Tesla Motors is pulling into a new space at 860 Washington Street in the Meatpacking District, sources told The Real Deal. The electric car manufacturer had been scoping out a new Manhattan showroom for over a year before settling on the space at the property owned by Romanoff Equities and Property Group Partners.
Tesla’s lease gives it about 7,800 square feet on the ground floor of the 10-story, 114,000-square-foot office-and-retail building, which was completed in June, sources said. A Tesla showroom and service center would occupy the majority of the ground floor, which has 23-foot-high ceilings.
Asking rent on the ground floor is about $600 per square foot, sources said.

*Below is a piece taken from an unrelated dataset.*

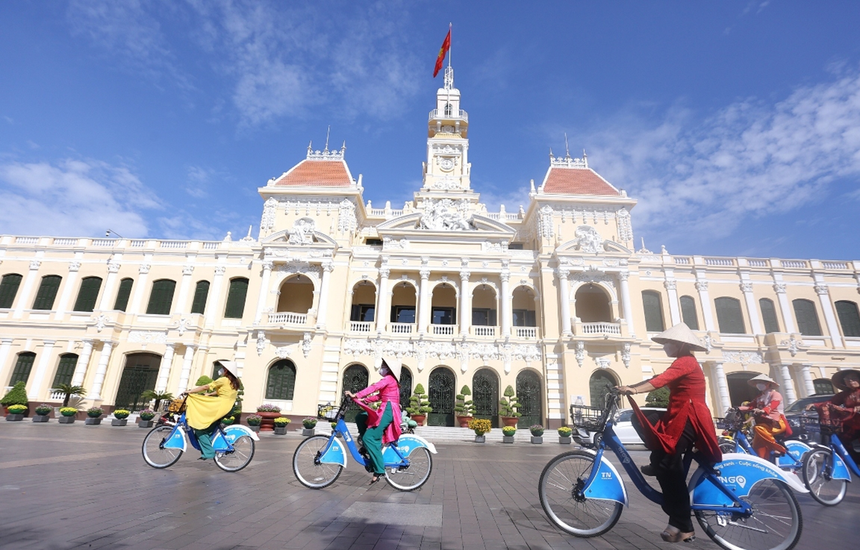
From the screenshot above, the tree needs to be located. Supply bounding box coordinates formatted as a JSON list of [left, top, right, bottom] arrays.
[[499, 385, 521, 417], [645, 386, 670, 408], [1, 381, 29, 407], [406, 383, 432, 416], [141, 389, 174, 412], [454, 385, 475, 416], [52, 383, 87, 407]]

Tesla will leave its current Manhattan showroom at L&L Holding’s 511 West 25th Street, which became the company’s first East Coast sales and service center when it took space there in 2011.
Negotiations for the Meatpacking District space involved a series of twists and turns. Back in November, Tesla was the top contender to take the space. Starbucks then advanced in talks to open a high-end restaurant and roastery across the bottom two floors, but ultimately signed at Vornado Realty Trust and Aurora Capital Associates’ 61 Ninth Avenue, at West 15th Street, in April. The following month, Tesla was back in the running at 860 Washington.
The retail component offers more than 180 feet of corner frontage, including 103 feet along West 13th Street, according to marketing materials.
Cushman & Wakefield’s Gregory Tannor and Stuart Romanoff, who represented the landlords, declined to comment, as did Chris DeCrosta of Crown Retail Services, who represented Tesla.
The top eight floors will hold office tenants such as health-centric developer Delos Living and e-commerce giant Alibaba Group. The office asking rents range from $150 to $200 per square foot, a record for the neighborhood.
Earlier this year, the Palo Alto-based company’s market cap was just over $33 billion. Founder and CEO Elon Musk has said he expects it to be a $700 billion company by 2025. There have been several challenges along the way, however, including serious competition in the electric car space from General Motors and a fatal accident related to its autopilot technology.
In March, Tesla opened its first Brooklyn showroom, at LIVWRK’s office conversion at 160 Van Brunt Street in Red Hook.